Moderated by Jack Snyder
Robert and Renée Belfer Professor of International Relations, Columbia University

This event is free and open to the public.

Political science has traditionally assumed the social and political behaviors have social causes. Discoveries beginning in the late 1970s began to demonstrate genetic influences on political orientations. Work in this area has burgeoned in the last decade, showing biological influences on a wide variety of political behaviors, including voting behavior and political participation. While we cannot yet precisely map how genes influence those psychological processes and biological mechanisms which interact with our upbringing, social environment and personal experience in ways that come to be expressed as differences on the Liberal-Conservative spectrum, we can demonstrate the systematic and predictable top-down effect of political ideology on a wide range of important social and political behaviors. These differences manifest in domains as diverse as emotional response, physiological reactivity and basic attentional focus across a variety of domains, including those which affect attitudes toward military and defense, immigration and reproductive health policies.
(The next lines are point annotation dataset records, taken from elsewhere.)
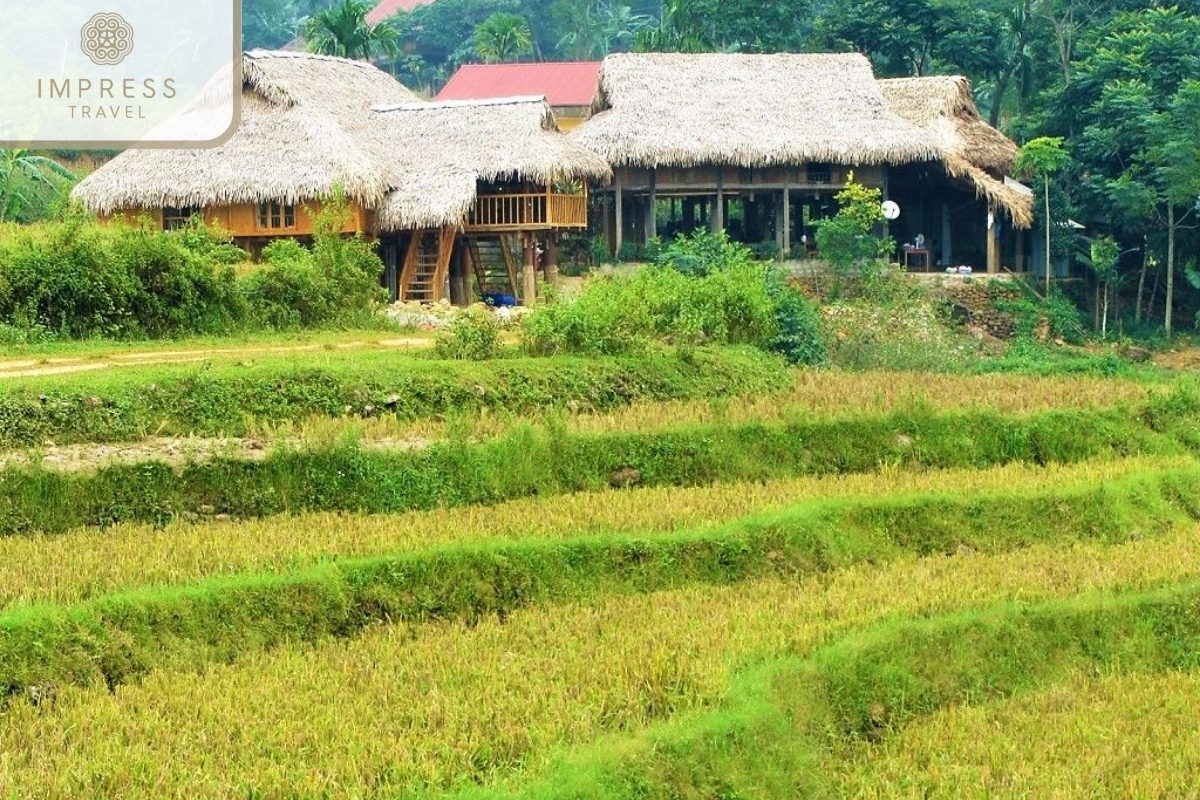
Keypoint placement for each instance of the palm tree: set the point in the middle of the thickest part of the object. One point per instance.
(503, 37)
(24, 180)
(345, 31)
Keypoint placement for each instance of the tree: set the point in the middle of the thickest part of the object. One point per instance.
(1175, 152)
(1103, 259)
(847, 240)
(597, 28)
(503, 37)
(25, 181)
(1044, 156)
(346, 32)
(1137, 98)
(681, 30)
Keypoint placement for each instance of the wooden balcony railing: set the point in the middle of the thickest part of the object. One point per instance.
(528, 211)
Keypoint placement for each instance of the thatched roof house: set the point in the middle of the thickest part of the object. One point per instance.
(303, 128)
(945, 109)
(449, 148)
(423, 176)
(760, 145)
(745, 110)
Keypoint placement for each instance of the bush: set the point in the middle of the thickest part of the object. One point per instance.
(79, 280)
(847, 240)
(336, 282)
(472, 336)
(703, 288)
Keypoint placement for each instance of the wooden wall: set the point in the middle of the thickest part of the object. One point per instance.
(241, 220)
(732, 179)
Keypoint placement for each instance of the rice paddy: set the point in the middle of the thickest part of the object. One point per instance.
(597, 643)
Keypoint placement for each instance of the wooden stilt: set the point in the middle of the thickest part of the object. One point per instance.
(529, 271)
(550, 259)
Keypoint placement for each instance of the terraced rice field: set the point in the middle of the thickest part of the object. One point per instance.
(899, 623)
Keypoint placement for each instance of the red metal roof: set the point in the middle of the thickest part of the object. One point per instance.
(389, 7)
(563, 83)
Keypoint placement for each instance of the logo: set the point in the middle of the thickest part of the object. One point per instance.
(107, 38)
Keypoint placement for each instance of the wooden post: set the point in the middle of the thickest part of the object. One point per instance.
(652, 209)
(460, 288)
(621, 214)
(947, 246)
(718, 218)
(779, 224)
(607, 224)
(993, 241)
(787, 221)
(529, 271)
(550, 259)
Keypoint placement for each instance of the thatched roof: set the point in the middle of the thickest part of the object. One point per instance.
(970, 149)
(439, 151)
(301, 134)
(748, 110)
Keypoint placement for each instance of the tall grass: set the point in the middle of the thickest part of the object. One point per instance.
(233, 398)
(1114, 735)
(114, 638)
(406, 711)
(531, 462)
(82, 564)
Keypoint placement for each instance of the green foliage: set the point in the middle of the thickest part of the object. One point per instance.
(1104, 254)
(503, 37)
(553, 462)
(703, 253)
(345, 31)
(78, 280)
(113, 638)
(703, 289)
(31, 186)
(1054, 317)
(847, 240)
(336, 282)
(472, 336)
(233, 400)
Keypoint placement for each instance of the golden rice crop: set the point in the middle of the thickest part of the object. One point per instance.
(65, 569)
(1117, 735)
(447, 704)
(821, 394)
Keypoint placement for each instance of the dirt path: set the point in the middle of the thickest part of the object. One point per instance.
(91, 362)
(174, 451)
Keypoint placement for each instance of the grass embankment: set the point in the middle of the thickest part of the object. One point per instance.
(112, 638)
(792, 727)
(1114, 735)
(213, 400)
(449, 705)
(82, 564)
(544, 463)
(815, 394)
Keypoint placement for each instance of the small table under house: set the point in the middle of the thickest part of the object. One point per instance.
(918, 254)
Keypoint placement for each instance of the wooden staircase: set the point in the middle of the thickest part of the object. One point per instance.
(495, 265)
(426, 265)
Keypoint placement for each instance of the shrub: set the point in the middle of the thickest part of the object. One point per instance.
(703, 288)
(847, 240)
(472, 336)
(78, 280)
(336, 282)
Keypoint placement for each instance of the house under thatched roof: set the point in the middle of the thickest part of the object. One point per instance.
(449, 148)
(303, 133)
(969, 148)
(749, 110)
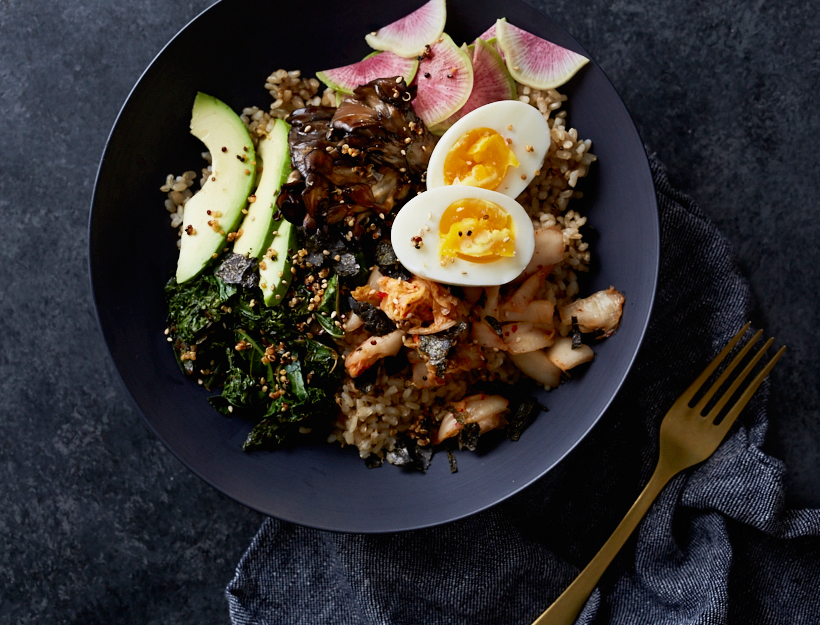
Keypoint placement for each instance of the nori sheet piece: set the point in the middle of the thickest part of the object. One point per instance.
(389, 263)
(576, 334)
(468, 436)
(347, 265)
(365, 382)
(385, 255)
(437, 346)
(375, 321)
(239, 269)
(521, 416)
(408, 453)
(451, 458)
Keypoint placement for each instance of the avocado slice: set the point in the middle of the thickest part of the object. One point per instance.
(216, 210)
(275, 266)
(259, 224)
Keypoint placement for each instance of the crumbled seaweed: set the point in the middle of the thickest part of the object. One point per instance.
(468, 436)
(495, 325)
(424, 456)
(397, 272)
(400, 455)
(408, 453)
(375, 321)
(451, 459)
(437, 346)
(347, 265)
(521, 416)
(240, 270)
(385, 255)
(576, 334)
(393, 365)
(365, 382)
(388, 262)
Rose McDermott is a scholar of political psychology whose research includes the impact of emotion on decision-making, social identity, and evolutionary and neuroscientific models of political science. Her latest book, Presidential Leadership, Illness and Decision Making (Cambridge University Press, 2007), examines the effects of aging, mental illness, physical disability, and drug addiction on the foreign policies of American presidents. Dr. McDermott holds a Ph.D. in Political Science and an M.A. in Psychology from Stanford University.